# Deep-Shine Detail - Mercedes C63 AMG Mars Red - Lincolnshire Detailer



## Deep-Shine (Apr 2, 2010)

Mercedes Mars Red C63 AMG received an Enhancement Package @ Deep-Shine Detail to remove a high percentage of the swirling etc that was present thus in turn adding clarity and improving gloss levels and the overall presentation of the car.

Please note as per above this is an Enhancement Detail so deeper defects will still be present and is by no means any form of correctional package.

as Normal the safe multi stage contamination process was completed. The Wheels were cleansed using a safe specific wheel cleaner and a selection of brushes.





For the second stage on the wheels Iron X was applied to remove airborne chemical compounds and ferrous particles. The purple coloration is the Iron Cut Cleaner forming a bond to the sintered iron on the car paint and wheel and changing its state to a water soluble for easy removal. Stubborn areas were aggitated using a detail brush. Then A Tar Remover was used to remove tar deposits.

Purple coloration high lights bonded contamination that required removing after the initial cleansing stage, this is extremely important for the effectiveness, bond and durability of the selected wheel protection that is applied at a later stage.



The car was then blanketed with a citrus cleansing foam for it's pre-wash to help soften and remove light surface contaminates it was left to dwell for a few minutes before attacking hard to reach areas with a detailing brush.





Inner arches cleansed with some APC and brushes



The car was washed using the 2 bucket method, grit guards and a selection of wash mitts.



Once inside the car was fully clayed.
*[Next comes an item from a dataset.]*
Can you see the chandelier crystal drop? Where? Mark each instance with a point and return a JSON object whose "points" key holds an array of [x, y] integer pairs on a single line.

The previous stages safely dissolve/remove larger bonded contaminates/tar spots this massively reduces the risk of picking up a large particle in the clay which could mark the paint.



The C63 was then fully dried using a drying towel. A Hot air blower was used to aid removing standing water from shut lines and light recesses etc



The Mercedes then received the machine polishing stages of the Enhancement Package. Vulnerable areas such as rubber and plastic edges were masked up as a precaution. Various machines, compounds and pads were utilised which were dictated by the contours, defects & access of the area worked on to achieve the best improvement and results possible within the constraints of the package.



Here are a selection of before and afters demonstrating the improvement achieved from the Enhancement.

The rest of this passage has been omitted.